Activity framed within the Biennial of the Open City Thought

Lecture given by Ramón Andrés, essayist, thinker and poet

Ramón Andrés presents the figure J.S. Bach, not only as one of the great composers of history, but also as a fundamental pillar of Western culture, forming part of a context with the variables that allow explaining a whole continent about to be transformed. Far from the stereotype of isolated genius, immersed in the titanic task of calling God's door through art, Bach cultivated and absorbed his Zeitgeist through mathematics, theology, alchemy, political, social and religious avatars of a Europe that walked from Baroque to the Century of Lights. Ramón Andrés proposes an intellectual cartography of Bach: from his private library in public spaces where ideas changes took shape.

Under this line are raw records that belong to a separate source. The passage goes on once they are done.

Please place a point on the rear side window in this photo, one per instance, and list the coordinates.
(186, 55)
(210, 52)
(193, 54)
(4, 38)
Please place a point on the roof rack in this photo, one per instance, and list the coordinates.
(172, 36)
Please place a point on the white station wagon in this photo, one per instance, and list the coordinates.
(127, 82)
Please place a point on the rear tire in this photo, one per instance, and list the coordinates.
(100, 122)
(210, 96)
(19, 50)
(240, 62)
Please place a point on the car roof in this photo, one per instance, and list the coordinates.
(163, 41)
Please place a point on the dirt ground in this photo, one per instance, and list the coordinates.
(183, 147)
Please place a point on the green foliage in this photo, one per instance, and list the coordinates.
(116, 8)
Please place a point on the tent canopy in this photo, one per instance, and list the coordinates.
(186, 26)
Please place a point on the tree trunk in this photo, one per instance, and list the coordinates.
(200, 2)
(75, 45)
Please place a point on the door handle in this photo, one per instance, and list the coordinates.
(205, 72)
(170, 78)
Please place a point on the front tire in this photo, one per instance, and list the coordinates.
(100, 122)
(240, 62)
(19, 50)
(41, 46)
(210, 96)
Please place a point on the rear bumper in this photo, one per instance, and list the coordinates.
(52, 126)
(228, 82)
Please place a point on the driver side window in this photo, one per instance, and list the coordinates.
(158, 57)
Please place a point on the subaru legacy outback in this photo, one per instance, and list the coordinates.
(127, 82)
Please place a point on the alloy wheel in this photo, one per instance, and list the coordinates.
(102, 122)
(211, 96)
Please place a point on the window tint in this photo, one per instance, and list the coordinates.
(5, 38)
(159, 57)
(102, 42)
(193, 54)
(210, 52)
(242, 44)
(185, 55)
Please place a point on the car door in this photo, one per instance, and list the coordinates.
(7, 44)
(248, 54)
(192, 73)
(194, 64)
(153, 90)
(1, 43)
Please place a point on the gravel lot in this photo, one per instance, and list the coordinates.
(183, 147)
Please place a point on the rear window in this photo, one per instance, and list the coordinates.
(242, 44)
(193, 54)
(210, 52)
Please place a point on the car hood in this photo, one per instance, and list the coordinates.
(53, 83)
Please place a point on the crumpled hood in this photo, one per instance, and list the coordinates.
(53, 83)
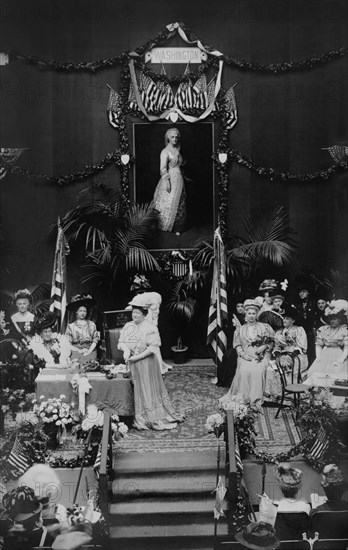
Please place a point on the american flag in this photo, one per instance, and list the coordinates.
(231, 109)
(114, 108)
(217, 337)
(59, 278)
(320, 445)
(18, 459)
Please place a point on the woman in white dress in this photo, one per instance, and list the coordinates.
(140, 341)
(253, 343)
(170, 196)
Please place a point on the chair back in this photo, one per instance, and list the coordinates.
(113, 321)
(330, 523)
(289, 368)
(291, 525)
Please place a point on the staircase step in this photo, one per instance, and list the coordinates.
(159, 463)
(161, 511)
(196, 485)
(167, 533)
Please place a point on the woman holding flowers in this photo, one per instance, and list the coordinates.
(253, 343)
(140, 342)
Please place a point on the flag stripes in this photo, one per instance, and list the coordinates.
(59, 277)
(18, 458)
(320, 445)
(216, 337)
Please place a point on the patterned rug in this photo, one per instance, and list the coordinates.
(191, 392)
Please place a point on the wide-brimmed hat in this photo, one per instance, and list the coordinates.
(140, 300)
(333, 477)
(290, 310)
(258, 535)
(288, 477)
(21, 504)
(79, 300)
(268, 284)
(251, 303)
(47, 320)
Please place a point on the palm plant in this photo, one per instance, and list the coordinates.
(268, 243)
(113, 237)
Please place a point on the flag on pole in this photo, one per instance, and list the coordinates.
(216, 336)
(59, 278)
(18, 458)
(220, 492)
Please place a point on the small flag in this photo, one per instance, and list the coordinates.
(96, 465)
(339, 153)
(231, 109)
(114, 108)
(59, 278)
(320, 445)
(216, 336)
(18, 458)
(220, 492)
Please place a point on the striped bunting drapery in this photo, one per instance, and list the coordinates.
(217, 337)
(18, 459)
(59, 278)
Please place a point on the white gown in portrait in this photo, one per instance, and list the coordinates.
(172, 205)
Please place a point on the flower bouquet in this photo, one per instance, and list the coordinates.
(56, 415)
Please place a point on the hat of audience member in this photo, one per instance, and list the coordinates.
(47, 320)
(337, 308)
(288, 477)
(251, 303)
(258, 535)
(21, 504)
(140, 300)
(79, 300)
(290, 311)
(44, 482)
(332, 476)
(268, 285)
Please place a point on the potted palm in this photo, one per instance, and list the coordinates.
(182, 307)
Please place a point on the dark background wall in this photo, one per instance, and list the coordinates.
(284, 121)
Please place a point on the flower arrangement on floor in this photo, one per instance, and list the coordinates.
(244, 422)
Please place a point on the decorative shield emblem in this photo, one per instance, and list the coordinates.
(222, 157)
(125, 159)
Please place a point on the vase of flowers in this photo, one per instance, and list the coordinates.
(56, 416)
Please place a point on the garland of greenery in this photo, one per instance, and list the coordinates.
(90, 170)
(163, 35)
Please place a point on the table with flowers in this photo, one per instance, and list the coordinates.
(115, 393)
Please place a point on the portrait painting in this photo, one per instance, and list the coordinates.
(174, 170)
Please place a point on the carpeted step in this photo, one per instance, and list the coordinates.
(161, 511)
(158, 463)
(171, 485)
(169, 535)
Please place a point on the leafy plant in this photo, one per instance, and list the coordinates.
(112, 235)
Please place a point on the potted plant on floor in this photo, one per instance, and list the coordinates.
(182, 307)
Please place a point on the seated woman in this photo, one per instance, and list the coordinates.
(23, 320)
(331, 345)
(24, 509)
(288, 342)
(253, 343)
(82, 332)
(140, 341)
(48, 346)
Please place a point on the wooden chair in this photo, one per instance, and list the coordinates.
(295, 388)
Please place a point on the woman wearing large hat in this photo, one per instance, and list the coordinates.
(140, 342)
(46, 344)
(82, 332)
(253, 342)
(289, 341)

Ramón Andrés is essayist, thinker and poet. He has written numerous articles on music and literature, and has published books such as the Diccionario de Instrumentos Musicales (1995-2001), W. A. Mozart (2003-2006), El oyente infinito (2007), Johann Sebastian Bach. Los días, las ideas y los libros (2005), El mundo en el oído. El nacimiento de la música en la cultura (2008), No sufrir compañía. Escritos místicos sobre el silencio (2010), Diccionario de música, mitología, magia y religión (2012), El luthier de Delft. Música, pintura y ciencia en tiempos de Vermeer y Spinoza (2013), Semper dolens. Historia del suicidio en Occidente (2015), Pensar y no caer (2015) and Claudio Monteverdi. «Lamento della Ninfa» (2017),  in addition to the edition of Oculta filosofía. Razones de la música en el hombre y la naturaleza (2004), by Juan Eusebio Nieremberg. In 2015 he was awarded the Prince of Viana Prize for Culture.